Lab note 2026-06-20

How we validate the catalog

Alden Keefe Sampson

Every dataset in the dynamical.org catalog ships with an automated validation report. This note walks through what those reports check, why we chose those checks, and how they fit into the pipeline that runs each time a dataset updates. It is a living document — expect it to grow as the validation suite does.

This is the first of what we hope will be many lab notes: longer-form write-ups of the methods, experiments, and dead ends behind the catalog. Unlike our short updates, these are meant to be read once and referenced later. Treat anything marked Draft as a work in progress.

Why validate at all

A cloud-optimized archive is only useful if you can trust it. A single corrupted chunk, a silently dropped forecast hour, or an off-by-one in the regridding step can poison an analysis in ways that are hard to notice downstream.^[1] Our goal is to give ourselves — and you — enough visibility into each dataset that you can build on it without re-deriving its provenance yourself.

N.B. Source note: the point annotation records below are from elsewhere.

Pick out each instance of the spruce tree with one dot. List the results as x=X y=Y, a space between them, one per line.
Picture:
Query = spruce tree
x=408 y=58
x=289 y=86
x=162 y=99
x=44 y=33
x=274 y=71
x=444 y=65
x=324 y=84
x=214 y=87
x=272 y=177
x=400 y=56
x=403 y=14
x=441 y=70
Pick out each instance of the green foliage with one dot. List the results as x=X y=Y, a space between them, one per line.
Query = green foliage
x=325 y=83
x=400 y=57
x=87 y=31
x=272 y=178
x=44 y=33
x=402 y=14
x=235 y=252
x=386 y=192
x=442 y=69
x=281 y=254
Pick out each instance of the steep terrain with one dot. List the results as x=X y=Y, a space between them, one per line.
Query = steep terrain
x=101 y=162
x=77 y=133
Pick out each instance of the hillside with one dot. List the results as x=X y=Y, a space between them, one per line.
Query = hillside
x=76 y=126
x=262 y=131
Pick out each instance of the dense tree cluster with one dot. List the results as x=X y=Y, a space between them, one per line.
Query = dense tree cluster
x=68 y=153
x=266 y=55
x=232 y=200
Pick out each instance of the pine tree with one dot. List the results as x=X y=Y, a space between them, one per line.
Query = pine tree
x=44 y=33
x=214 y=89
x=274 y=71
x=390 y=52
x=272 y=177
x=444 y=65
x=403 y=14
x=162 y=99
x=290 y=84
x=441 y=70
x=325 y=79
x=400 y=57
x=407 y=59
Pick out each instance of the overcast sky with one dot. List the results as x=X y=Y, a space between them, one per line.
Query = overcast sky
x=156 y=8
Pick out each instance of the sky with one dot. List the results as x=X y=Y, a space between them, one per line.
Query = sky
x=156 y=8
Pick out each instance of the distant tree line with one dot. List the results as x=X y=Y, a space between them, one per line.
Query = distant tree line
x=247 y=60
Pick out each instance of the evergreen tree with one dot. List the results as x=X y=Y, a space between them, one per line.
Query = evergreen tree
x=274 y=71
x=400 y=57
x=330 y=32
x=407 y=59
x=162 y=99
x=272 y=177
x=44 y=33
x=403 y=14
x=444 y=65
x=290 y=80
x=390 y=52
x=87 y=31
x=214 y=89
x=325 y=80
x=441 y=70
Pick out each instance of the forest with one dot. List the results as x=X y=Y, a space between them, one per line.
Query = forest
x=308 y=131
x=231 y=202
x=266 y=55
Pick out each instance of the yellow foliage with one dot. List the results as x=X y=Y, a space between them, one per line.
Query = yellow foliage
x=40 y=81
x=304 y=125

We split validation into two layers: structural checks that run on every write, and scientific checks that compare our data against an independent reference.

What the reports check

Each catalog entry links to a validation report. For every variable, the report renders three views plus a distribution summary.

Null-fraction traces

A time series of the fraction of missing values across the archive. Gaps, ingestion stalls, and source outages show up immediately as spikes.

Spatial comparison

Side-by-side maps of our dataset against the reference analysis at a sampled timestamp, with a value-distribution histogram so the magnitudes are easy to sanity-check at a glance.

Sample spatial field from ECMWF AIFS ENS — Figure 1. A sampled spatial field. The validation report places our archive and the reference analysis side by side at the same timestamp.

Point time series

Comparisons at two randomly chosen geographic points over the full archive period. Random points keep us honest: a check that always samples the same well-behaved grid cell tells us very little.

How it runs

These reports are generated automatically as part of the pipeline that updates each dataset, published to R2, and rendered into the catalog page.^[2] Because they regenerate on every update, a regression surfaces in the next report rather than waiting for someone to notice a bad number.

What's next

We are backfilling reports across existing data products and expanding the scientific checks — skill scores against reanalysis, and cross-model agreement where multiple models cover the same domain. Feedback is very welcome.

The failure modes we worry about most are the quiet ones: data that looks plausible but is subtly wrong. Loud failures (a missing file, a 500 from the source) are comparatively easy to catch. ↩︎
The generation code lives in dynamical-org/reformatters; the rendered reports are served from R2 and mirrored into each catalog page. ↩︎